だからこそ、私達陰陽師は日々、人に害する妖怪達を退治するのが仕事だ、実際、私、青葉小春は相棒の妖怪、金毛九尾の九重と一緒に天狗の群れを追い払っていた。

基本的に陰陽師は相棒に妖怪や怪異を一体いる、呼び方はコンビとか相方とかパートナーとか人によって様々だ………かつてこの京都を襲った大災害と言われた大妖怪が今は京都を守っているというのはなんとも不思議な話だ………というのも私のご先祖様がなんとか自身の魂に封印する事に成功、代々青葉家の次期当主は代々受け継いでいる……先代まではただ、周囲に被害が出ないように抑え込んでいただけだが、根気強く話し合うことにより和解、陰陽師が術を使う時に使用する力、『呪力』を『妖力』に変換させ、九重に渡すことによって持ちつ持たれつ、力を貸してくれている。

「やっーーーーと、帰れる!!!」

「そうさなぁ、もう一ヶ月は家にも帰れず働き詰めだったな………妖怪の儂はまだマシだったが、人の身の小春はかなりキツかっただろう」

「もう体中汗まみれで気持ち悪い~九重~風呂まで転移をお願い~」

「ーーったく、あいよ」

妖怪達の襲撃が重なってしまって、一ヶ月も働き詰めになってしまった私、帰宅する暇すらなく、そこら中を飛び回っていたので身体中が汗まみれ、ベタベタで気持ち悪い、すぐに自宅に帰りたかったので九尾の能力の一つ、転移術で湯船へと転移する。

「ーーうっひょ~気持ち良い~」

「全く子供みたいにはしゃいで……」

本当なら体を洗う前に湯船に浸かるのはマナー違反だが、今日くらいは無礼講だろう、こんな遅い時間なら同棲してる婚約者ならとっくに寝ているし、もしまだ入っていなかったり、入っている途中ならいっそ一緒に浸かってしまうの手だ………家に帰ってこれなかったから全くイチャイチャできなかったし、ちょうど良いといえばちょうど良い、お風呂で気分を上げた後にベットの上で………ムフフフ♡。

「………ん?」

「気持ちよかったです、もっと可愛がってください♡」

「俺も気持ちよかったよ♡」

湯船に浸かって一瞬後、誰かが浴室にいることに気づく、湯気のせいで気づくのが遅れた、目を凝らすとそこには………婚約者の東雲九頭竜と私の妹、青葉紅葉が壁に手をついて、蛇のように淫靡に絡み合っていた………平たく言うと男女の営みをしていた。

「え………何……やってんのアンタら………?」

「「ーーーえ??!、あ!!?」」

私が声をかけるとやっと気づいたのか、青い顔をする二人………。

「………どういう事?」

「「えっと、その………」」

青筋を浮かべながら私は説明を二人に求める………しかし、二人は口籠もり、冷や汗を浮かべているだけ………ダンマリを決め込む。

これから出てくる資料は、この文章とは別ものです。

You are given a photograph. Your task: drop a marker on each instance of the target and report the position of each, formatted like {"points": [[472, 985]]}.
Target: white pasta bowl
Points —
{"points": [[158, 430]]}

「……………心苦しいが、君との婚約破棄させてもらう…………」

「はい?」

私の質問に訳のわからん返答を返す九頭竜、あまりに急な話だったので間抜けな顔を晒してしまう。

「………君がいない間、世話をしてくれる紅葉を恋してしまった………そして気づいてしまった、彼女への愛こそが、真実の愛だということに………このまま紅葉を愛したまま、君とも婚約しているわけにはいかないんだ……君にも申し訳ない……許してくれ!!」

「…………」

………私は青筋を浮かべながらも、とりあえず彼の言い分を聞いてみる………真実の愛だとかなんか色々言ってるが、要約すると私がいなくて性欲を発散出来なかったので、近くに甲斐甲斐しく世話をしてくれる年若い娘がいたから手を出した………という風にしか聞こえない。


「あ、アンタね……」

「ーーー九頭竜は悪くないです!!、責めるなら私を責めなさい!!……九頭竜だけに重荷は背負わせません………私も一緒に罪を背負います!!」

「………も、紅葉………」

「………」

私は頭を片手で抑えながら彼に詰め寄ろうとするも、紅葉が間に挟まってくる…………なんか二人で感動的な空気を出してくるが…………お前らのやってる事は同棲してる婚約者が帰ってこない間に乳繰り合ってただけだからな?ひどい頭痛と目眩がしてきた………。


「ーーー茶番は終わったか?」

「「ーーえ??ガハッッッッ??!!?」」

「九重??!!」

刹那の内に実体化した九重が二人の首を鷲掴み、そのまま壁へ叩きつける、そして九つの尻尾の先を鋭利な刃物の状態へと変化させ、うち五つは九頭竜へ、四つは紅葉へと突きつける。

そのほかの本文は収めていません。